1.    Sketch a transistor-level schematic for a compound CMOS logic gate for each of following          functions (size the transistor widths to achieve effective rise and fall resistances equal to a unit inverter (R). You may have different circuit implantations, please use the least number of          transistors.

Unit nMOS has resistance R, capacitance C

Unit pMOS has resistance 2R, capacitance C

F = a + b . c,

F = abc + d

F = abc + abd + acd + bcd

2.    Please size the transistor width to achieve effective rise and fall resistances equal to a unit         inverter (R) for the 4-input NOR gate, mark the capacitance for each terminal, and calculate the delays for the following cases assume h identical such NOR gates are driven by the 4-input NOR gate: (a) best-case output falling delay; (b) best-case output rising delay; (c) worst-case output  falling delay; (d) worst-case output rising delay. Note you should specify how the input pattern changes for each case and explain the corresponding reason.

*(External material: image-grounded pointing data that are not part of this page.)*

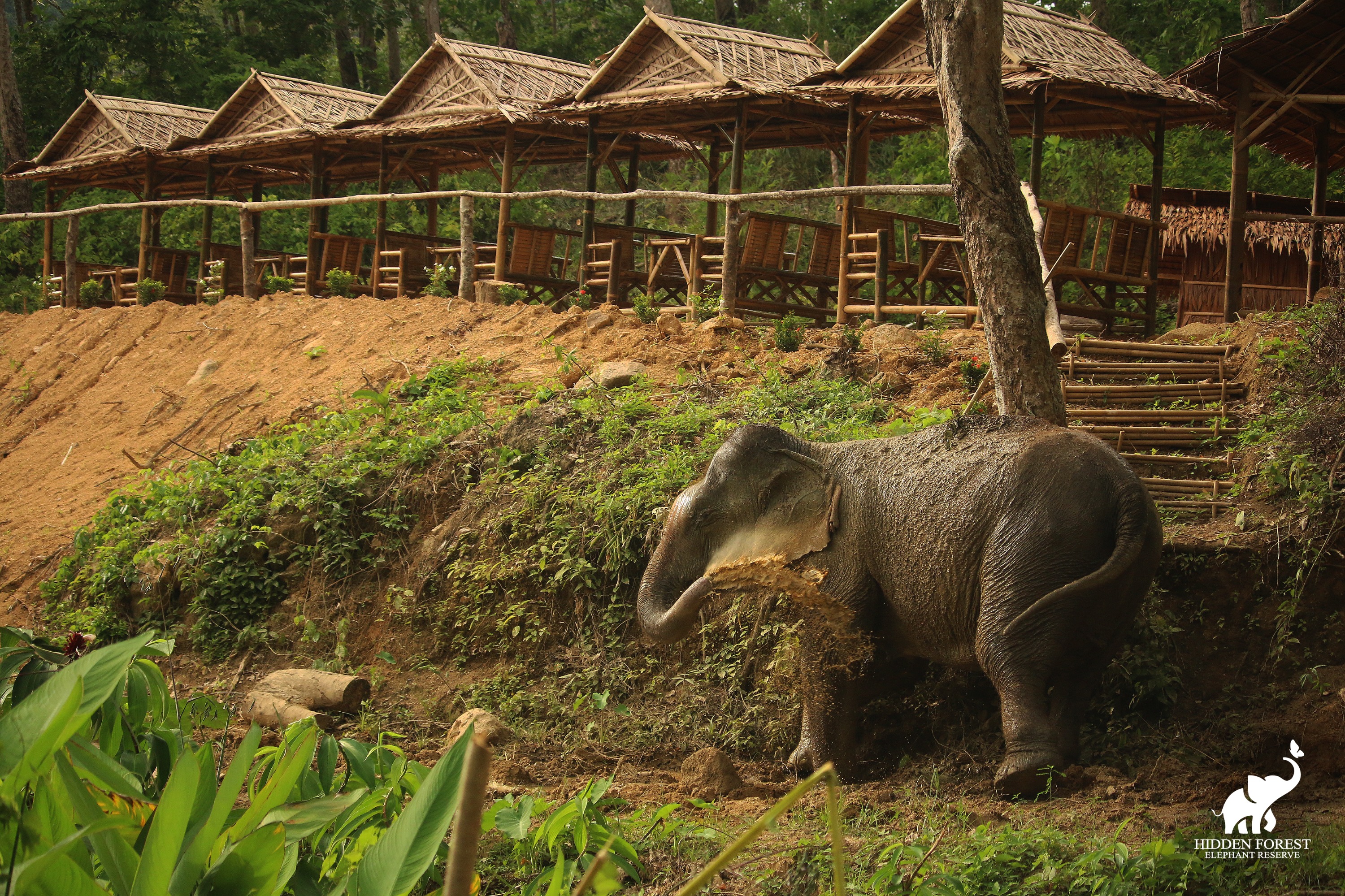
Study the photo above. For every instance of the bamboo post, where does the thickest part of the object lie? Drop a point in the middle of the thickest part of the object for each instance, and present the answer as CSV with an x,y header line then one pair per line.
x,y
1156,234
852,151
208,230
712,185
49,233
70,280
590,186
1321,158
1238,203
381,222
506,185
247,236
633,181
315,189
432,205
466,251
729,284
1039,138
143,261
467,828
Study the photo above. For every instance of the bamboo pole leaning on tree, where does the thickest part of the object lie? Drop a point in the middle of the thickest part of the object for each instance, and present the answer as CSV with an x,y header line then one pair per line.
x,y
965,45
467,828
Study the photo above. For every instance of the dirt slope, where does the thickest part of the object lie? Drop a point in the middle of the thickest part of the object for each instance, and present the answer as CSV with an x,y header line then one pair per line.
x,y
85,389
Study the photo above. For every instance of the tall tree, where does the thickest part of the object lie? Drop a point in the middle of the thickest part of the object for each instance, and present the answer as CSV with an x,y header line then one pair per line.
x,y
18,194
966,39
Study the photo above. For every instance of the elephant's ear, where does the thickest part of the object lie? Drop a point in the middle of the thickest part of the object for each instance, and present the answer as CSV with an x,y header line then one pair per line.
x,y
799,505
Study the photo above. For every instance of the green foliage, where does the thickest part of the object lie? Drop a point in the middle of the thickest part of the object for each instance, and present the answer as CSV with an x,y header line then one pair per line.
x,y
92,294
273,283
973,372
789,333
440,283
150,291
341,281
643,306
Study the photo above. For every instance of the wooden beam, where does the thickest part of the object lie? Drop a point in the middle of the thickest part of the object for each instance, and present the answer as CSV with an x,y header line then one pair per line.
x,y
1238,203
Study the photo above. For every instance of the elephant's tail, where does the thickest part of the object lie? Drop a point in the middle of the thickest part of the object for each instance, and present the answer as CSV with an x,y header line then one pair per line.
x,y
1133,535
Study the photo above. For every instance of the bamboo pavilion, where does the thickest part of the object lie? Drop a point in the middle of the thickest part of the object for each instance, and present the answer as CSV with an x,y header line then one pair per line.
x,y
1284,87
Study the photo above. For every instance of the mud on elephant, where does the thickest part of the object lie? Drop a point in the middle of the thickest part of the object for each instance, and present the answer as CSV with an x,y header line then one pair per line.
x,y
1007,544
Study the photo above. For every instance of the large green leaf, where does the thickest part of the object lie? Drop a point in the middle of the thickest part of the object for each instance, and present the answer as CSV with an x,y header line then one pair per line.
x,y
167,829
119,859
194,859
103,672
251,868
400,857
45,739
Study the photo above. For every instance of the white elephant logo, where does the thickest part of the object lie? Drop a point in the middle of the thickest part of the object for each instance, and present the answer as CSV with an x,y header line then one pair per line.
x,y
1250,806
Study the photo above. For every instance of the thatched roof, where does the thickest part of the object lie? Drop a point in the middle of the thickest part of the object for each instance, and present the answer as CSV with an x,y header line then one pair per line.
x,y
1302,53
269,107
1199,220
1094,85
456,82
107,127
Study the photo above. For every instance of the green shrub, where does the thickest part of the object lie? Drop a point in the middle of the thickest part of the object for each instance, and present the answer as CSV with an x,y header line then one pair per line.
x,y
91,294
278,284
339,283
789,333
645,310
150,291
440,283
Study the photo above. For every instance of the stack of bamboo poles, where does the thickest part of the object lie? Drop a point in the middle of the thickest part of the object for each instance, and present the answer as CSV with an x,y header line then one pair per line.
x,y
1125,393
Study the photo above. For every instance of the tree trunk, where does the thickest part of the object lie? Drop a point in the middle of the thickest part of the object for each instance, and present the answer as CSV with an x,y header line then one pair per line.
x,y
345,53
18,194
505,29
393,25
965,39
1251,14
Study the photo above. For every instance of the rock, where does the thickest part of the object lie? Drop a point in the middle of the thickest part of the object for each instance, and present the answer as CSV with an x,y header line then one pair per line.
x,y
669,326
1191,333
889,337
709,773
204,370
491,730
724,325
615,374
598,320
489,291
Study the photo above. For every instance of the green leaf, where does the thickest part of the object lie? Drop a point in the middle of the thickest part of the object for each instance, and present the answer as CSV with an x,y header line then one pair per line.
x,y
103,672
401,856
167,831
251,868
194,860
312,816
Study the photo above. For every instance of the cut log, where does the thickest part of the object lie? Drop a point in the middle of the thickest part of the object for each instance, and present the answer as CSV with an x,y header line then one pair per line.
x,y
318,689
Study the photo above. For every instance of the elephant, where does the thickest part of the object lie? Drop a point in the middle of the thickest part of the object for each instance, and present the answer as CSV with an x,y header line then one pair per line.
x,y
1251,805
1002,543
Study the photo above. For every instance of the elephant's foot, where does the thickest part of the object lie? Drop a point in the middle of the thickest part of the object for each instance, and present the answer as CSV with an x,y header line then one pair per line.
x,y
1028,773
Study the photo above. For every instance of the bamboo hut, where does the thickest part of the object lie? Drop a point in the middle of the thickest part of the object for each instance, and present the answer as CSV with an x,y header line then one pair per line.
x,y
464,105
1062,76
1282,87
1276,267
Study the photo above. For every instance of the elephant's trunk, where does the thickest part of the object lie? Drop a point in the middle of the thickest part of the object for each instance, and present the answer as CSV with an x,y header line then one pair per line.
x,y
673,587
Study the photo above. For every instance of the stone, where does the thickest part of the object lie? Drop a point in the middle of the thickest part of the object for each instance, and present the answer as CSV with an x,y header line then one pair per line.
x,y
709,773
489,291
598,320
1191,333
615,374
669,326
204,370
489,726
891,337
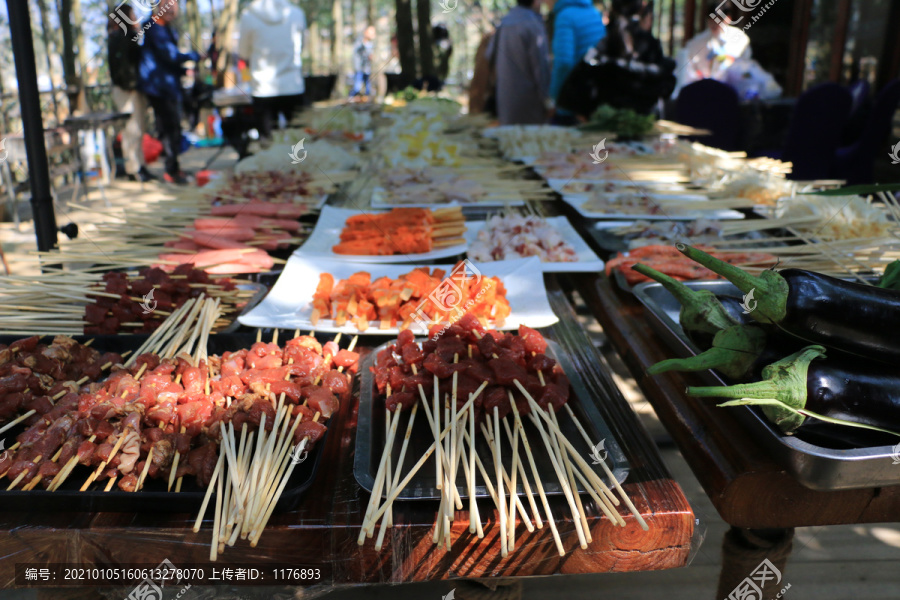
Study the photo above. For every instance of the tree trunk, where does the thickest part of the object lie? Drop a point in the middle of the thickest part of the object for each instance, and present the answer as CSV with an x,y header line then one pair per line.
x,y
406,41
194,28
49,49
77,24
426,48
225,26
337,47
69,11
314,44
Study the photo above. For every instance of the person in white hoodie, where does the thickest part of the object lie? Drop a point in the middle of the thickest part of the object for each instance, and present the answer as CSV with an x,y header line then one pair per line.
x,y
271,41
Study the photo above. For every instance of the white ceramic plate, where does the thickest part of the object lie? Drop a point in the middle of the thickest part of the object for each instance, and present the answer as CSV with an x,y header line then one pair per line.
x,y
587,259
289,304
327,234
723,214
381,199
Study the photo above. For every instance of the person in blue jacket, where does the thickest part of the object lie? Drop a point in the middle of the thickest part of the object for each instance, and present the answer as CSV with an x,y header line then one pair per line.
x,y
577,27
159,71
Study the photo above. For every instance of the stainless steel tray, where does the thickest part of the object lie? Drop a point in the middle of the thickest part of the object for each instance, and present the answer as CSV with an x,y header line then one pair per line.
x,y
814,464
370,435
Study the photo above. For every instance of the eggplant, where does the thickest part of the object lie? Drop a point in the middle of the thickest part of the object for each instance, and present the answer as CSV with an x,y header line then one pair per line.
x,y
702,315
856,393
859,319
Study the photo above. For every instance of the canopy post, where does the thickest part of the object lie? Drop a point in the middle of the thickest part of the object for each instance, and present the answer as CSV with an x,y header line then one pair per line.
x,y
32,124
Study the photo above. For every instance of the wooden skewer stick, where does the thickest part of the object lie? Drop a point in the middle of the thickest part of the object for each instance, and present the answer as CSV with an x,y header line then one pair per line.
x,y
217,519
584,466
538,522
487,431
504,542
147,462
564,484
512,485
209,489
563,458
424,458
16,421
63,473
537,478
400,458
37,478
21,476
379,477
590,444
474,516
284,478
102,466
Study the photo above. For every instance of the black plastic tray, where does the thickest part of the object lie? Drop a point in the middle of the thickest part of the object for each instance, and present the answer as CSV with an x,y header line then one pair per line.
x,y
153,497
370,435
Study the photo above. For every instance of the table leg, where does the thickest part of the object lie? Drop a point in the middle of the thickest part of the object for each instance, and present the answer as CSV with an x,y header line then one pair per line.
x,y
743,553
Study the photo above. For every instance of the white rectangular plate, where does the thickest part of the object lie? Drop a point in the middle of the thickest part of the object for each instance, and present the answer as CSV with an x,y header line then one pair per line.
x,y
289,304
588,261
673,189
381,199
327,234
577,201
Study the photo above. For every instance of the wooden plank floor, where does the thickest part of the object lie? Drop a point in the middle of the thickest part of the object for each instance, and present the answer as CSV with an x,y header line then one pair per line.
x,y
827,563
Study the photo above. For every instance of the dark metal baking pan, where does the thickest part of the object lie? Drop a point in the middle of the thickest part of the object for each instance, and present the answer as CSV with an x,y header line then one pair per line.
x,y
821,458
153,497
370,436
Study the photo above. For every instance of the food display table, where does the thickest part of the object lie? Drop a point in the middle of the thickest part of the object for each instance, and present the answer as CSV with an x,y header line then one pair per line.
x,y
322,532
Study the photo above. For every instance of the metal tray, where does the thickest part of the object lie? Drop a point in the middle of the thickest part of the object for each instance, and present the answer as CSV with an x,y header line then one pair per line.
x,y
260,292
153,497
821,458
370,435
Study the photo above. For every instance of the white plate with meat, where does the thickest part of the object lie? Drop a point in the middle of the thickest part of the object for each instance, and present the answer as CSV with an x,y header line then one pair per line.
x,y
651,207
327,233
553,240
427,196
289,303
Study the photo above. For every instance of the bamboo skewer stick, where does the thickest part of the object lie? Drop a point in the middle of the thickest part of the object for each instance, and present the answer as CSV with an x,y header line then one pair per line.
x,y
588,471
400,458
537,478
504,551
538,521
424,458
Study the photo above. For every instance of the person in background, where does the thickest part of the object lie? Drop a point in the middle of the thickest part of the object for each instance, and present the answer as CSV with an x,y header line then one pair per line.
x,y
577,27
443,50
363,53
712,52
124,56
271,42
160,71
626,69
212,60
519,53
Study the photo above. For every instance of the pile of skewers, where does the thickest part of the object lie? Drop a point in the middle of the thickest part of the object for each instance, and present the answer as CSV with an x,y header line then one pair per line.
x,y
72,302
397,302
478,378
173,410
401,231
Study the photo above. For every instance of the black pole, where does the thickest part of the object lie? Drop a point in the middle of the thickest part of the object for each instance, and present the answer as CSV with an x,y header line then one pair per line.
x,y
32,124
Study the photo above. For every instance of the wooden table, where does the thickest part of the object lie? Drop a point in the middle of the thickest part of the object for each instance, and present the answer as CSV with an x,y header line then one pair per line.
x,y
323,531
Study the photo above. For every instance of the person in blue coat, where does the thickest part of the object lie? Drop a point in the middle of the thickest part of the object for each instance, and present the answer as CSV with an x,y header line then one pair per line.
x,y
159,71
577,27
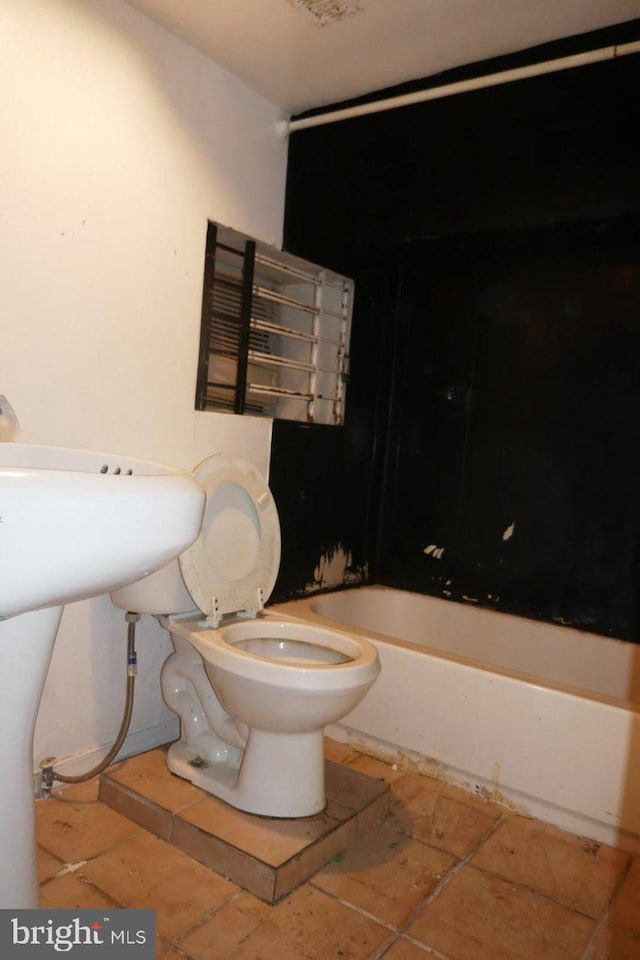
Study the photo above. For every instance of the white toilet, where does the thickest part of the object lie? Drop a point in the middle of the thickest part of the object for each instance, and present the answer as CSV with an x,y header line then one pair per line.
x,y
253,690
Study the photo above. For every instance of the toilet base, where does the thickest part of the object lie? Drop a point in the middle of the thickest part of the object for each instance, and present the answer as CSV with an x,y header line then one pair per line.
x,y
279,775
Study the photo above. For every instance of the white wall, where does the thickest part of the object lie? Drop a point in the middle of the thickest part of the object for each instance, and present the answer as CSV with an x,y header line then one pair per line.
x,y
118,142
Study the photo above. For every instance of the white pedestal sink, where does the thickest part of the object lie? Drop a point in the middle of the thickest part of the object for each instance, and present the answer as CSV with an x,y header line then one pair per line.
x,y
73,524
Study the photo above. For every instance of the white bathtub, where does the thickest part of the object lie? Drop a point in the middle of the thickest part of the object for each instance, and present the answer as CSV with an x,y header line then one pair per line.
x,y
541,717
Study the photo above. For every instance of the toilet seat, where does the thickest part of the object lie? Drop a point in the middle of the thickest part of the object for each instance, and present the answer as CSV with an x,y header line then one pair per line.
x,y
232,567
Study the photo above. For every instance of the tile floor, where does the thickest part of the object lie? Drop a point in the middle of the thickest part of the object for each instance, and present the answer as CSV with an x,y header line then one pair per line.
x,y
266,856
442,874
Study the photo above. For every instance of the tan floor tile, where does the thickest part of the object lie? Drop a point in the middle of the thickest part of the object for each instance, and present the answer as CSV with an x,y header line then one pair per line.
x,y
614,943
439,814
149,776
148,873
626,908
405,950
77,829
338,752
71,892
376,768
385,873
48,866
86,790
273,841
169,954
352,788
575,872
308,925
480,917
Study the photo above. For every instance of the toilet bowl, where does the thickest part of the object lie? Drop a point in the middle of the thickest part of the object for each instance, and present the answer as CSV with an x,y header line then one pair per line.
x,y
253,690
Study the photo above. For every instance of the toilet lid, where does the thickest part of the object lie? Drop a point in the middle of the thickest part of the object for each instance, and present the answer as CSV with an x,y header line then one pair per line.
x,y
233,565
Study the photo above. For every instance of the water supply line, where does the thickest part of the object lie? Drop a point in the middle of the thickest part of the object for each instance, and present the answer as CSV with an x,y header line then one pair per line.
x,y
461,86
49,775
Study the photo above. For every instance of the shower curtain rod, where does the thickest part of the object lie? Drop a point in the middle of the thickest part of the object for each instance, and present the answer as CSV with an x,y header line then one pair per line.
x,y
462,86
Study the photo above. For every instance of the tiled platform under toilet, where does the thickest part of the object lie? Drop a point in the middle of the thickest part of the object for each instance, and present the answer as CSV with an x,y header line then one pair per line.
x,y
268,857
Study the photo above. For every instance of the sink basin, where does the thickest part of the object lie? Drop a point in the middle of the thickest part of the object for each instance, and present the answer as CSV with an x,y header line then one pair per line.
x,y
75,523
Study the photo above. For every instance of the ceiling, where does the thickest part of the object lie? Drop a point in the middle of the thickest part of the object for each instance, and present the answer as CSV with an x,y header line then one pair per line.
x,y
299,59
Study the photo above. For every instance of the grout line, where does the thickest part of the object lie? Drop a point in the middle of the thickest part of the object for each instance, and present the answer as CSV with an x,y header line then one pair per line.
x,y
446,880
430,951
453,872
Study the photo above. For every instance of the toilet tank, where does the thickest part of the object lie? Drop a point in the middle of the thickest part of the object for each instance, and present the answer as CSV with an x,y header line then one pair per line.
x,y
161,592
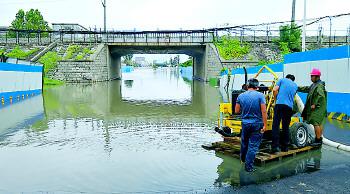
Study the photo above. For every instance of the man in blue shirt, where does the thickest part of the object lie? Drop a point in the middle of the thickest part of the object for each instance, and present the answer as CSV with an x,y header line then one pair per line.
x,y
252,105
284,93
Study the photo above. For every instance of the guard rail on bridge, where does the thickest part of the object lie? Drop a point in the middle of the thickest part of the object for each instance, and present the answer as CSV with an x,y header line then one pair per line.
x,y
8,36
43,38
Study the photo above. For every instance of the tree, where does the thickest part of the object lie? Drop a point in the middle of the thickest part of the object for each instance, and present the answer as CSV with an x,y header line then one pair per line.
x,y
290,36
127,59
30,20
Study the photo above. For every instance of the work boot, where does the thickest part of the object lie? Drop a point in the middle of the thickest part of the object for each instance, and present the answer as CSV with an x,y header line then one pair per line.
x,y
250,169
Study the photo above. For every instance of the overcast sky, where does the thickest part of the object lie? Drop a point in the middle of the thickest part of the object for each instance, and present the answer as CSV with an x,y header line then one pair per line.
x,y
169,14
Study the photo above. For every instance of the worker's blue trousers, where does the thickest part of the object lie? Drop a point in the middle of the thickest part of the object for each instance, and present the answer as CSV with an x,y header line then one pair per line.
x,y
250,142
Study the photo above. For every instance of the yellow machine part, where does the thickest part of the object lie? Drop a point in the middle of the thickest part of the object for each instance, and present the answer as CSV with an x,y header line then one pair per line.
x,y
236,125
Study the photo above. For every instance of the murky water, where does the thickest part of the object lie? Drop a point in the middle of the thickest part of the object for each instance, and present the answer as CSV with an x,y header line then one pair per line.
x,y
141,134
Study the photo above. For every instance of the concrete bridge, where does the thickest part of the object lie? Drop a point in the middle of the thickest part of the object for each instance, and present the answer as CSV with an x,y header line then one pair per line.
x,y
105,64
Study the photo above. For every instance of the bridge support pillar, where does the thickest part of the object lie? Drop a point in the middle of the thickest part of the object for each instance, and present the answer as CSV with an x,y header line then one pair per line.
x,y
114,65
199,67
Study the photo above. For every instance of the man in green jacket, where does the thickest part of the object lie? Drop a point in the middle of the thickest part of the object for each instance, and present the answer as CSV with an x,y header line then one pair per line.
x,y
315,111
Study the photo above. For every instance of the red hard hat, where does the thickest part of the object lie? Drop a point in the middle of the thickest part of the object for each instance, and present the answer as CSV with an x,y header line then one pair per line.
x,y
316,72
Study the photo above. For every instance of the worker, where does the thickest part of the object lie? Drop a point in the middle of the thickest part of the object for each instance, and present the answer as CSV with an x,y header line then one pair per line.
x,y
284,93
315,110
252,106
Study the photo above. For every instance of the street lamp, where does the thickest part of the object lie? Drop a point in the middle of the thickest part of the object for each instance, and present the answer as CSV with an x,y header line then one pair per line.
x,y
104,15
304,29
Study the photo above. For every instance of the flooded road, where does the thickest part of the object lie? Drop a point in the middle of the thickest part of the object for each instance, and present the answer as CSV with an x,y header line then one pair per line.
x,y
140,134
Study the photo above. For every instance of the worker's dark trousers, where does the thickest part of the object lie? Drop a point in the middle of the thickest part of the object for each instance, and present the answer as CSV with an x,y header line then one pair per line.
x,y
250,143
282,113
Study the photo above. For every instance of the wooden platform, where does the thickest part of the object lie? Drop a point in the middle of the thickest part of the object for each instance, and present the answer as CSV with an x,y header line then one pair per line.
x,y
231,146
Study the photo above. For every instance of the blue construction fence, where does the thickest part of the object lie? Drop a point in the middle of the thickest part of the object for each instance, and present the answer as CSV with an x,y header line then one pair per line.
x,y
18,82
127,69
186,72
334,64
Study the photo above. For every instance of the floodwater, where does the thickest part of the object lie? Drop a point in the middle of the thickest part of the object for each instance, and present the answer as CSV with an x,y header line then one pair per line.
x,y
140,134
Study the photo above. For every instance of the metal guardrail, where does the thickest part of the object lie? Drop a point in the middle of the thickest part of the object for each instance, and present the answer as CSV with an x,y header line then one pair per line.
x,y
47,37
8,36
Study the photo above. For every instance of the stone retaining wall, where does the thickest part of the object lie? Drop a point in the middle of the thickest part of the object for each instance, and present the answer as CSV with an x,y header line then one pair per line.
x,y
95,70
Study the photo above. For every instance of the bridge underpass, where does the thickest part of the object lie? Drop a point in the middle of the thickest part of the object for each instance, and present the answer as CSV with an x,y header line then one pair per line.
x,y
199,52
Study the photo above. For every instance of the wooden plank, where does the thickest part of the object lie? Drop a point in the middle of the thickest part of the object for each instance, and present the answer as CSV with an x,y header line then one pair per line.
x,y
231,146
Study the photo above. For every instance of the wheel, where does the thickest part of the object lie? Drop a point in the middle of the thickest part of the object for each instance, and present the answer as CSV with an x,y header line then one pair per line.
x,y
298,134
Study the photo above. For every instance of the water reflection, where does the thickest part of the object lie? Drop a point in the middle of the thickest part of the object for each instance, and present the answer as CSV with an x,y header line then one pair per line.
x,y
232,172
105,137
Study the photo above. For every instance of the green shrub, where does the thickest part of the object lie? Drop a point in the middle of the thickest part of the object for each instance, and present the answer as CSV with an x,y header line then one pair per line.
x,y
290,37
231,48
2,51
88,51
18,53
80,57
49,60
52,82
187,63
71,51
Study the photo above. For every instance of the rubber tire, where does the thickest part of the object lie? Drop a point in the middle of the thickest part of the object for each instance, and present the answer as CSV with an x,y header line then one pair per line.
x,y
299,129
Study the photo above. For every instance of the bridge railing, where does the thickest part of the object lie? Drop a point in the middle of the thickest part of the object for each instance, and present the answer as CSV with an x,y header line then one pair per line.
x,y
46,37
8,36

3.    (VCS Simulation) Write an RTL code and gate level Verilog code to implement the 4 to 1 Mux. Note that for gate level, you only have basic gates from the design library, such as AND, OR,   NOT, XOR etc. (The basic gates could have multiple bits input, for example two input or three input AND gate: a&b or a&b&c). The input and output signals are defined as follows:

Input: D0, D1, D2, D3, S0, S1 (S0, S1 select signals)

Output: Z

For the two implementations: (a) Draw the structure schematic; (b) Write your Verilog code and the testbench; (c)  Simulate and Validate them with VCS; (d) Compare the differences between  those two implementations (RTL vs Gatelevel);

All design structures, source codes and simulated waveforms should be included in your answer.